The ship had a crow’s nest, a lookout, and a box containing high-powered binoculars, for the lookouts to use to spot icebergs.  
This binocular box had a secure lock.   Unfortunately when the Titanic sailed from England, someone forgot to leave the key with the lookout.
 
So,a ship that cost millions of dollars – and was carrying more than 2,200 men, women and children -- was sunk by something that only cost a few cents.

If the lookouts had the key to the binocular case, they probably would have seen the iceberg in time.

The binoculars can be understood, in one sense, as the eyes of our faith through which we can see what lies beneath and beyond immediate appearances, i.e., the awesome reality of God in our lives.  

When you hear the name “Jonah,” what do you think of?  Three days in the belly of a whale; or a character who brings bad luck.

The Book of Jonah is a short story: about 1300 English words.   It’s fiction (the bible has many literary genres), with a simple message: God embraces everyone; God only asks that we repent, that we orient our lives to God.

God tells Jonah to go to Nineveh, capital of Assyria (known today as Iraq) to preach repentance.   Jonah is shocked, because the Ninevites aren’t Jews.  So Jonah jumps into a boat and flees from God. But eventually God catches up, and Jonah preaches to the Ninevites.

And then the Ninevites shock Jonah: they repent; they turn around and with new eyes of faith recognize the awesome presence of God in their lives.

Our faith, a gift from God, empowers us to relate to God.
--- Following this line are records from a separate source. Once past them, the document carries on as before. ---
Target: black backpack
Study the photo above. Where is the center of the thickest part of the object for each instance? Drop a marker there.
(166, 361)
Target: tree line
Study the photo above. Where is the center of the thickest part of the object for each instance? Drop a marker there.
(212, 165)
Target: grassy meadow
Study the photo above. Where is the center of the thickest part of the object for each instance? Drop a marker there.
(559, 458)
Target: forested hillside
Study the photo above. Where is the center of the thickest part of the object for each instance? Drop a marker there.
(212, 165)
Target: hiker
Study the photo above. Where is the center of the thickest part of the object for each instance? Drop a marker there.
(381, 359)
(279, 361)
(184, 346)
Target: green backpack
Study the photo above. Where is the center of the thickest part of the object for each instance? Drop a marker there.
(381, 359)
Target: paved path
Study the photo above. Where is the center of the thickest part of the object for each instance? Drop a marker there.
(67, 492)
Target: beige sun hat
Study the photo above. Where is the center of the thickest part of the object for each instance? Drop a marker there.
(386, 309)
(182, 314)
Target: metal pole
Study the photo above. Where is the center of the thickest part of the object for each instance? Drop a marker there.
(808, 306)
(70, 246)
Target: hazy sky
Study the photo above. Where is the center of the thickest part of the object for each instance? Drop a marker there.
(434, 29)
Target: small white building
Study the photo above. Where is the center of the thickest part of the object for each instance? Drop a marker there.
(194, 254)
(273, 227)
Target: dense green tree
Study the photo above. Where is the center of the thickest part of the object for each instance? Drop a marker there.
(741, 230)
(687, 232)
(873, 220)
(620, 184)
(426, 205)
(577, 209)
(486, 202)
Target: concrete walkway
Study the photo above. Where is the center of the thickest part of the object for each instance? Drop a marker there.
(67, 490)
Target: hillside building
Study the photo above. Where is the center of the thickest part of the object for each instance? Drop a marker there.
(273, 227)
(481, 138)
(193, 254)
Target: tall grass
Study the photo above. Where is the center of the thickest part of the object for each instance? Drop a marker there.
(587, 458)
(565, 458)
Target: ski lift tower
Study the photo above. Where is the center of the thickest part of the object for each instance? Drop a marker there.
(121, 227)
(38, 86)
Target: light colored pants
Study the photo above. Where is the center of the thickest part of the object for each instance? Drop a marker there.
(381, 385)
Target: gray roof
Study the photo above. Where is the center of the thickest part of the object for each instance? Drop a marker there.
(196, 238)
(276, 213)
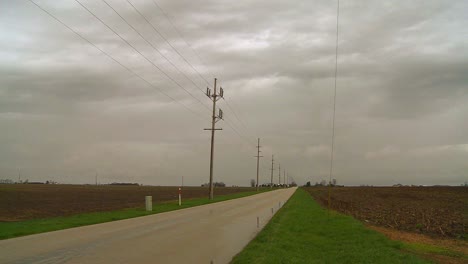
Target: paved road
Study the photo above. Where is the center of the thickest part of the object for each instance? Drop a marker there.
(204, 234)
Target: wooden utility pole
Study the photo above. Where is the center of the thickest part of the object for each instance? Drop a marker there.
(258, 159)
(214, 118)
(284, 178)
(272, 169)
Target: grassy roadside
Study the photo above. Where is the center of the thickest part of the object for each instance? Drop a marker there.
(29, 227)
(302, 232)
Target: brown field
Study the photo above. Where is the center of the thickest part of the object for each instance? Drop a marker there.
(28, 201)
(434, 211)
This faith attempts to answer the fundamental questions of human life: Who am I?

What am I living for?  Where is my life going?  Does anyone care what happens to me?  What do I think ultimately matters in life?

And the content of our faith is expressed in belief statements such as the Nicene Creed we profess in our liturgy.
May the gift of our faith whereby we relate to God, and may the content of that faith which we profess, empower us, as the prophet Micah says, to act fairly, to love tenderly and walk humbly with our God.

May our faith be the binoculars through which we see the reality or presence of God all around us, within us and in one another.